Thaaks for any help.

Regards

MadeInGermany · October 23, 2015, 5:12pm

It prints when E is met. If there is no E nothing is printed.
Instead it must print at the end of each block, that is either when ZYX is met or at the END, and if it's not line 1.
Consider a

function prt() {if (NR>1) print a"|"b"|"c"|"d"|"e}

Ophiuchus · October 23, 2015, 6:42pm

Thanks MadeInGermany, your're right.

I've added the END and print when each block begins and at the END and works now and adding the function as you sugested.

awk '
 function prt(){if (NR>1) {print a"|"b"|"c"|"d"|"e; a="";b="";c="";d="";e=""}}
 /ZYX/{prt()}
         /A/ {a=$3}
         /B/ {b=$3}
         /C/ {c=$3}
         /D/ {d=$3}
         /E/ {e=$3}
 END{prt()}' file.txt

Thanks again.

Best regards

Don_Cragun · October 24, 2015, 1:02am

Thank you for sharing your results. It will help other people reading this thread understand how you solved your problem.

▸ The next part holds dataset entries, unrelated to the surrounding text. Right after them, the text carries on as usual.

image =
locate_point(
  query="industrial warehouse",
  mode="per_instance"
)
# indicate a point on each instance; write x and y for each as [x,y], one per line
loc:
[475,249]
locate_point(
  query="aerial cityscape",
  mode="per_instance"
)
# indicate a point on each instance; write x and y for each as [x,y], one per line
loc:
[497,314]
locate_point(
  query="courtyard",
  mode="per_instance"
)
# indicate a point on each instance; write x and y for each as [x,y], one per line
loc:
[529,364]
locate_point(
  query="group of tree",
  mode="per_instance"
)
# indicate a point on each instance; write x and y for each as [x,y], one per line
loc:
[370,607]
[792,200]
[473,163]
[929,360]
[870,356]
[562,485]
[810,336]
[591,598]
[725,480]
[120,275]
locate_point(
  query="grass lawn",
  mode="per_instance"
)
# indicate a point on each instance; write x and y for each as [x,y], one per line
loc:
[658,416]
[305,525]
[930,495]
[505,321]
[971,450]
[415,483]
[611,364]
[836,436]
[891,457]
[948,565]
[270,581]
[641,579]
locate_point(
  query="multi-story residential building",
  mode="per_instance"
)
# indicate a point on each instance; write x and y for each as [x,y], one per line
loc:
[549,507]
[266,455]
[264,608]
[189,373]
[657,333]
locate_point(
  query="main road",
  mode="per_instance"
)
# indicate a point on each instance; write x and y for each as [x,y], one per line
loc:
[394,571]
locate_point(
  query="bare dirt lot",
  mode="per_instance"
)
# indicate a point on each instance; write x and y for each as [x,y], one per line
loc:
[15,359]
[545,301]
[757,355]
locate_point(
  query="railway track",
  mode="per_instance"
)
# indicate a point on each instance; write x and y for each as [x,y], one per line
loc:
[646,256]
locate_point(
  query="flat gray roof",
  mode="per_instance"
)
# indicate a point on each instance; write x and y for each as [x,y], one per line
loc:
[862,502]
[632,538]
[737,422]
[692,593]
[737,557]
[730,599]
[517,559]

For future reference, note that as long as a list of variables are all being set to the same value in awk , you can simplify the construct:

a="";b="";c="";d="";e=""

to just:

a=b=c=d=e=""

looney · October 24, 2015, 2:53am

Hi could you please explain how your code is working , specially

a="";b="";c="";d="";e=""

Thanks,

Don_Cragun · October 24, 2015, 3:56am

When a header is found, all of the data fields are cleared (i.e., set to empty strings) by the above statement.
The individual data fields are filled in as they are found by the statements on the following lines in the script. All of the fields have to be cleared so data from an earlier header isn't printed as data from a later header that did not contain entries for some fields.

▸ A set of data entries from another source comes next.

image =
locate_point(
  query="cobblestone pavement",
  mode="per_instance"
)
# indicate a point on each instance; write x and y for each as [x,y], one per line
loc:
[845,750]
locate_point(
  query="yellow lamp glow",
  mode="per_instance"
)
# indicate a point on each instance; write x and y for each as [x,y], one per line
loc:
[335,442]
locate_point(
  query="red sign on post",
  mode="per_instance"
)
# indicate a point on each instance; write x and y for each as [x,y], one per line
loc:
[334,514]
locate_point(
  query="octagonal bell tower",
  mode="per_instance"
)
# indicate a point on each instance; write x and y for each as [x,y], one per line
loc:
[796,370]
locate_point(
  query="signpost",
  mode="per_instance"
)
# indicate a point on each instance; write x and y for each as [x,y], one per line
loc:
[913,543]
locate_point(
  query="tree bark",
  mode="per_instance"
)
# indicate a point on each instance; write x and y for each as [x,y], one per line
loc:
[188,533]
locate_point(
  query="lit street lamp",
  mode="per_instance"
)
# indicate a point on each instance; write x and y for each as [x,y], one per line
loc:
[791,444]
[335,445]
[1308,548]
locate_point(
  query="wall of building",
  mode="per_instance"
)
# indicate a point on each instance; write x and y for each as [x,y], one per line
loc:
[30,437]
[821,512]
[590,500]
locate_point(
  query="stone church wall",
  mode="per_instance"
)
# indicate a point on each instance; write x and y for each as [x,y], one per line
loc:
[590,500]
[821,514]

Ophiuchus · October 25, 2015, 9:32pm

don cragun:

Thank you for sharing your results. It will help other people reading this thread understand how you solved your problem.

For future reference, note that as long as a list of variables are all being set to the same value in awk , you can simplify the construct:
a="";b="";c="";d="";e=""
to just:
a=b=c=d=e=""

Hi Don,

Excellent advice. Thanks so much for comment and add extra information even when the question was solved:b:.

With your advice the code looks like this:

awk '
 function prt(){if (NR>1) {print a"|"b"|"c"|"d"|"e; a=b=c=d=e=""}}
 /ZYX/{prt()}
         /A/ {a=$3}
         /B/ {b=$3}
         /C/ {c=$3}
         /D/ {d=$3}
         /E/ {e=$3}
 END{prt()}' file.txt

Best regards